This week Linda Kruschke has reached the letter S in a poetry dictionary and chosen the sixain as the form for us to use. There is a choice of rhyming schemes (explained in her post). I have chosen ababcc for mine. Don’t forget to visit Linda’s post for the complete challenge, the paint chip colours and her poem.
‘My challenge to you is to pick one of the rhyme schemes noted in the definition of the sixain and write one or more six-line stanza. I suppose, if you are feeling spunky, you can try your hand at a sestina, but that means you’re committing to seven stanzas, including the three-line envoi.
‘The paint chip words and phrases you have to work with are mystical, faded denim, lipstick, halo, blush, polished stone, and alpine.
‘I would like you to use at least one of the paint chips as one of your rhyming words and try to work four or five paint chips into your poem.
‘If you’re a glutton for punishment, try to write a sestina using six of the seven paint chips as the ending words or phrases required by that complex form. (Note: I will not be doing that, but super bonus points for anyone who does).’
Mary in a window does not blush.
She has a halo like baby Jesus’,
Her dress brighter than faded denim – plush –
And lipstick bright lips to please us.
Is stained glass than polished stone
More mystical? Let the answer be known!
This week Linda Kruschke’s challenge is for a rondelet.
Don’t forget to click through to her post for the whole challenge, the paint chip colours, Linda’s poem and the responses of others.
From the poetry dictionary:
‘The rhyme and refrain scheme is AbAabbA (capital A = refrain). The refrain lines (A) each contain four syllables; the other lines (a and b) each contain eight syllables.’
‘Your challenge is to write a rondelet using one of the paint chip words or phrases as part of your refrain. You can use however many of the other words and phrases as you want in the other lines.
The paint chip words and phrases you have to choose from are firefly, zephyr, fig leaf, key lime, night, rainstorm, and cabin in the woods.
‘Obviously that last phrase won’t work for the refrain because it is more than four syllables. To add to the challenge, I want the title of your poem to be that final paint chip: cabin in the woods.’
Cabin in the Woods
Sheltered at night
From being soaked in a rainstorm,
Sheltered at night
We watch for beams of pale moonlight,
Sheltered from becoming too warm,
Far away from town’s milling swarm,
Sheltered at night.
This week’s challenge from Linda Kruschke is, ‘What is a paint chip poem?’ Do visit her blog to see the colours, her poem and other responses to this challenge.

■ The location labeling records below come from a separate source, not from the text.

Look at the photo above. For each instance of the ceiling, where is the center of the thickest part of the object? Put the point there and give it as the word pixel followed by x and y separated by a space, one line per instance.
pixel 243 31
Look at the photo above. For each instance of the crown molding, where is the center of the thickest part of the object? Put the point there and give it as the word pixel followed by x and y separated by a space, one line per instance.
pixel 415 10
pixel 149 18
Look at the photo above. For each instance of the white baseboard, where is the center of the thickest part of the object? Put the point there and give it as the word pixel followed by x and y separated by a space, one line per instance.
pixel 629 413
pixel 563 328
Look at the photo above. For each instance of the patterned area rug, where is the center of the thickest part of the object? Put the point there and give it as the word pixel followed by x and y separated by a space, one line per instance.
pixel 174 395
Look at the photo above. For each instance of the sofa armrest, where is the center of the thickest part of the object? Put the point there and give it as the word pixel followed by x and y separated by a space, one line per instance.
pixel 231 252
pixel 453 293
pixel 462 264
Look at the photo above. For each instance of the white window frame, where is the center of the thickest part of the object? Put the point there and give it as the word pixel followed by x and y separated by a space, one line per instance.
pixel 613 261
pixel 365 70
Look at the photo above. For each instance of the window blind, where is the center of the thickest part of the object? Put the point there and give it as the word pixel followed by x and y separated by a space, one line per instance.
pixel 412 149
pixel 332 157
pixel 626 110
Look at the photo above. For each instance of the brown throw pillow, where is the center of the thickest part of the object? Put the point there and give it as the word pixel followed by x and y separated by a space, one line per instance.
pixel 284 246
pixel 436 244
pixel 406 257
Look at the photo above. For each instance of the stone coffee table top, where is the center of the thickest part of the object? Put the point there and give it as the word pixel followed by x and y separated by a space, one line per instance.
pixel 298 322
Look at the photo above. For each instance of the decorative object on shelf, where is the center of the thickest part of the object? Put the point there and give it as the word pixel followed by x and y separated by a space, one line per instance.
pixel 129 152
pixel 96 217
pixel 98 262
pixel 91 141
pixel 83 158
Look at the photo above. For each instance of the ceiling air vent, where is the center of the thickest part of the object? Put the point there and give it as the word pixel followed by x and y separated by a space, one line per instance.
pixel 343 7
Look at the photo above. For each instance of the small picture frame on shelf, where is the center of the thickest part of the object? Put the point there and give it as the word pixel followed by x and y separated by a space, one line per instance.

‘My challenge to you is to write a poem that conveys an experience or an emotion, or that is simply your beautiful arrangement of words to convey whatever you like. You can either pick one word and flesh out what it inspires in you, or use at least five of the seven paint chip words offered today. Bonus points for using all seven.
The paint chips I picked today are pearly gates, habanero, mud, pins and needles, breezy, quicksand, and indigo.
It’s an odd selection, I admit, and few seem to go together. Although I can certainly see mud and quicksand showing up in the same poem.’
Sensations caused by habanero, mud
And quicksand are various.
Digestion may be breezy; toes with
Pins and needles tingle – hilarious
Thoughts, then dark mood indigo
As pearly gate entry is never vicarious.